Monday, November 18, 2013

Baptist Distinctives (Chapter 3)

After reading Pascal Denault's The Distinctiveness of Baptist Covenant Theology:  A Comparison Between 17th Century Particular Baptist and Paedobaptist Federalism, I decided to collect my thoughts and make some chapter-by-chapter observations.  You can find my post on the Introduction here, Chapter 1 here, and Chapter 2 here.  For a general overview of the covenants found in the Bible, see my post on Redemptive History here.  Now let's look at Chapter 3 called 'The Old Covenant'.

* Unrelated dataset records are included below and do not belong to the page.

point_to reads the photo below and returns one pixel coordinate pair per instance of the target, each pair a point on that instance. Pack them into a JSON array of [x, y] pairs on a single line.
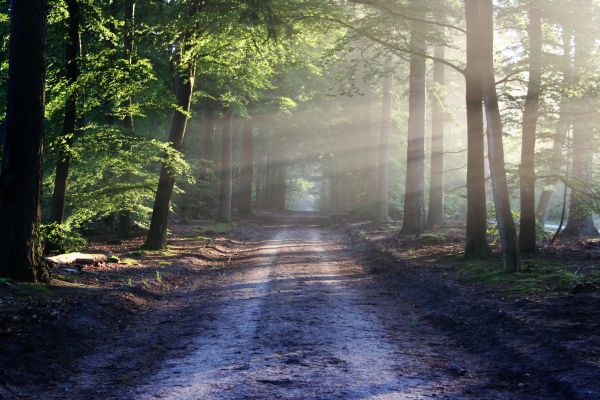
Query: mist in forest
[[477, 114]]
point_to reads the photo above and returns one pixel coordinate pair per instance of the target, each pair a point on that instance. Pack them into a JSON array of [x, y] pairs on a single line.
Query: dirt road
[[297, 316]]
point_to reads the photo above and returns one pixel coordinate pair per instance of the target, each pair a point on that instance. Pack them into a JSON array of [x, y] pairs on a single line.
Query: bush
[[61, 238]]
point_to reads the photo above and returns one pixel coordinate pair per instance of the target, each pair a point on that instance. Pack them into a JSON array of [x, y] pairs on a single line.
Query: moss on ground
[[215, 228], [538, 275]]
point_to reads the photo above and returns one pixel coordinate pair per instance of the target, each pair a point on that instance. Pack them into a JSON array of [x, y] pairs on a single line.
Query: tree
[[562, 128], [527, 224], [580, 222], [504, 218], [125, 217], [383, 173], [435, 214], [184, 87], [247, 173], [476, 244], [226, 170], [21, 172], [414, 197], [72, 50]]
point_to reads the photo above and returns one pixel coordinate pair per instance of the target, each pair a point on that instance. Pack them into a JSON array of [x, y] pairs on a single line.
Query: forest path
[[296, 317]]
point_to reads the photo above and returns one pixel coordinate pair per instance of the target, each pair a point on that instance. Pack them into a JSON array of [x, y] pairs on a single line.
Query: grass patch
[[215, 228], [537, 276], [5, 281], [31, 289], [432, 238]]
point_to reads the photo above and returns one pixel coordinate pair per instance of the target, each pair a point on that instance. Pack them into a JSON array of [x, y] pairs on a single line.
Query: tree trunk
[[476, 244], [209, 133], [527, 228], [245, 203], [125, 216], [435, 216], [562, 129], [384, 144], [580, 223], [506, 224], [226, 187], [73, 45], [21, 174], [414, 197], [184, 87]]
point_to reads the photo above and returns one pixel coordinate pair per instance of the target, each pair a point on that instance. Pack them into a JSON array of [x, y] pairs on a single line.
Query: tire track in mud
[[297, 317]]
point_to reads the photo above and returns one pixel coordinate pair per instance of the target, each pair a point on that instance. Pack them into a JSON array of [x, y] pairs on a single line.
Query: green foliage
[[61, 238], [538, 275], [215, 228], [113, 172]]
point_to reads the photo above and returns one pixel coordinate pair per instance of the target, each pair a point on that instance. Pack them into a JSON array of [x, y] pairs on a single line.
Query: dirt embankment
[[545, 342], [46, 329]]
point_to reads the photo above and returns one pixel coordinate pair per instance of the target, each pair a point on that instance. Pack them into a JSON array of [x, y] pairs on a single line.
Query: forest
[[299, 199]]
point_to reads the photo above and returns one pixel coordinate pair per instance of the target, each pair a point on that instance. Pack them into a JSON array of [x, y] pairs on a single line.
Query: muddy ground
[[295, 309]]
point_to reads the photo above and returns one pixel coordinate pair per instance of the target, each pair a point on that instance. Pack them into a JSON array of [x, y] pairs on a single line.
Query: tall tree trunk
[[21, 174], [247, 177], [562, 128], [435, 216], [125, 216], [384, 144], [527, 228], [476, 244], [226, 187], [209, 133], [184, 87], [580, 223], [70, 119], [506, 224], [414, 197], [371, 153]]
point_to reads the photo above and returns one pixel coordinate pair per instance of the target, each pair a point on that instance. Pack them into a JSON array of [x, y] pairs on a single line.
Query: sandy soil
[[295, 316]]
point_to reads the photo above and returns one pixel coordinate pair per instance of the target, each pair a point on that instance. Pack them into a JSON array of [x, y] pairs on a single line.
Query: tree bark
[[562, 129], [184, 87], [125, 222], [226, 187], [435, 216], [245, 203], [383, 173], [580, 223], [414, 197], [73, 44], [476, 244], [504, 219], [527, 224], [21, 255], [209, 133]]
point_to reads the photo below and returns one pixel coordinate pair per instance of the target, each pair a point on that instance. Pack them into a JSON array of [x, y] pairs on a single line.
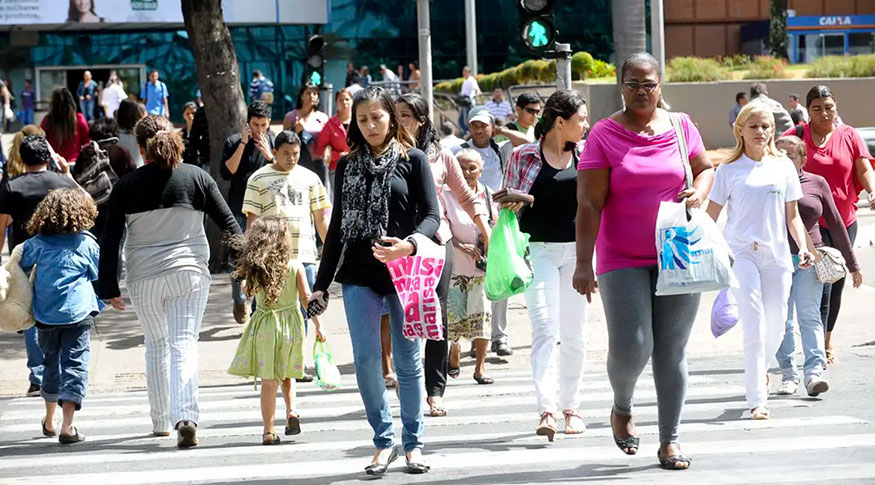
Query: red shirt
[[70, 150], [333, 135], [835, 162]]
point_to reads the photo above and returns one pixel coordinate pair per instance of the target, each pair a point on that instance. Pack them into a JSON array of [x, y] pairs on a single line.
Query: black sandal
[[293, 425], [630, 443], [670, 462], [274, 439], [484, 380]]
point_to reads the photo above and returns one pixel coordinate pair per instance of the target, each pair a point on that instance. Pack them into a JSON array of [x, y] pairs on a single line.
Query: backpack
[[97, 178], [16, 294]]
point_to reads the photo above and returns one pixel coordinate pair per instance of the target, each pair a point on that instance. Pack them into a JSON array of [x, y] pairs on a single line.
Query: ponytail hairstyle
[[165, 150], [563, 103], [427, 132]]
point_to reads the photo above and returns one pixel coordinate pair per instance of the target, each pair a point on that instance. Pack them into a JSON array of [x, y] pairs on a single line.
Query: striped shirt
[[292, 195]]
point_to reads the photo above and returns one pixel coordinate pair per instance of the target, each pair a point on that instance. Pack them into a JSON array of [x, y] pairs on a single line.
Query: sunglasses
[[635, 86]]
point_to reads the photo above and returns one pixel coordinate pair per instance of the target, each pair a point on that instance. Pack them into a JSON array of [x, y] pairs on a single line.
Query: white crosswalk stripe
[[488, 434]]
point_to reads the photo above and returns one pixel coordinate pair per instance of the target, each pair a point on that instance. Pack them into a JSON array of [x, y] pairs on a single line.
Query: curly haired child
[[65, 255], [272, 344]]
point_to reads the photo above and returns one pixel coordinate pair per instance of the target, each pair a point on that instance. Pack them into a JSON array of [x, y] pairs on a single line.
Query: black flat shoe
[[381, 468]]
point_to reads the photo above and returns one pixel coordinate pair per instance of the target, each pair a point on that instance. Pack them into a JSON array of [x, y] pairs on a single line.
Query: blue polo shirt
[[66, 264], [154, 96]]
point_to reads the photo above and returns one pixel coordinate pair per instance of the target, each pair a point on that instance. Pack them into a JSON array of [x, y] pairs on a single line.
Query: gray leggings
[[641, 324]]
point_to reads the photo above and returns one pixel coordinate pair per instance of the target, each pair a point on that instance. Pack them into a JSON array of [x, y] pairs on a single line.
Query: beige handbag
[[831, 266]]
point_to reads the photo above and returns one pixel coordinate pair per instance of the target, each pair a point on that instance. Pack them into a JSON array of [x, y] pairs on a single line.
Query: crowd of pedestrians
[[334, 199]]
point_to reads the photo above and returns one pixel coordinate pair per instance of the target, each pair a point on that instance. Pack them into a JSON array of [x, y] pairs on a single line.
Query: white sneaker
[[788, 388], [816, 386]]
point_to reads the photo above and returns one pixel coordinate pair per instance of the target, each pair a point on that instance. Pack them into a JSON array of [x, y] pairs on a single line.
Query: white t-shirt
[[755, 194], [470, 88]]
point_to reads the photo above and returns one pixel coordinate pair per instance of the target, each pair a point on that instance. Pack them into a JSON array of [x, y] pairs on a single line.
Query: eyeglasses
[[635, 86]]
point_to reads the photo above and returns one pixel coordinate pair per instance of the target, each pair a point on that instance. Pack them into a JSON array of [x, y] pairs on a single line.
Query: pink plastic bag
[[416, 278], [724, 313]]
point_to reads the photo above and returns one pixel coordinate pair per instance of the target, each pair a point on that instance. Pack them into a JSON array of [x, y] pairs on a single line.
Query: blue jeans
[[363, 312], [34, 355], [87, 107], [805, 295], [66, 348]]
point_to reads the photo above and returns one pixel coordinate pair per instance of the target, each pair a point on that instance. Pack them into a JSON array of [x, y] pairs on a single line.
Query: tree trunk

In order to reconcile the view that the Old Testament is an administration of the Covenant of Grace, Presbyterianism holds that either (1) the Mosaic Covenant is an unconditional covenant by explaining that the conditions are the effect and not the condition of the promises or (2) the Abrahamic Covenant is isolated from the Mosaic Covenant which preserves the notion that the Covenant of Grace is mixed in nature and includes the natural posterity of its members.  Baptists contend that the Old Covenant is not the Covenant of Grace, but a conditional covenant of works that gives Christ a covenantal frame to bring about redemption. 

The Old Covenant covers the period from the Fall to the establishment of the New Covenant; it reaffirmed the Covenant of Works (but it was not the Covenant of Works) by demanding perfect obedience to the Law of God based on a sacrificial system for the redemption of sinners.  The sacrifices of the Old Covenant were temporary and a type (or foreshadow) of the work Jesus Christ would accomplish on the cross.  Christ was born under this law; He fulfilled the law by His obedience and endured the curse of the law by His death.

Blessings under the Old Covenant were earthly, while the blessings under the New Covenant are heavenly (or spiritual).  The goal of the Old Covenant was to preserve Abraham's lineage until the coming of Christ, which also preserved the promise of the Covenant of Grace.

Pascal Denault concludes:
"Therefore, the Old Covenant was, for the people of Israel, a figurative covenant, earthly and conditional, that had to lead them to Christ and not the Covenant of Works as such.  The Old Covenant, while being different from the Covenant of Works, reaffirmed it, not so that Israel would look for life by this means, but so that Christ would accomplish it.  The Old Covenant was, therefore, not only necessary to lead to Christ but it was necessary so that the later could accomplish salvation for God's Israel."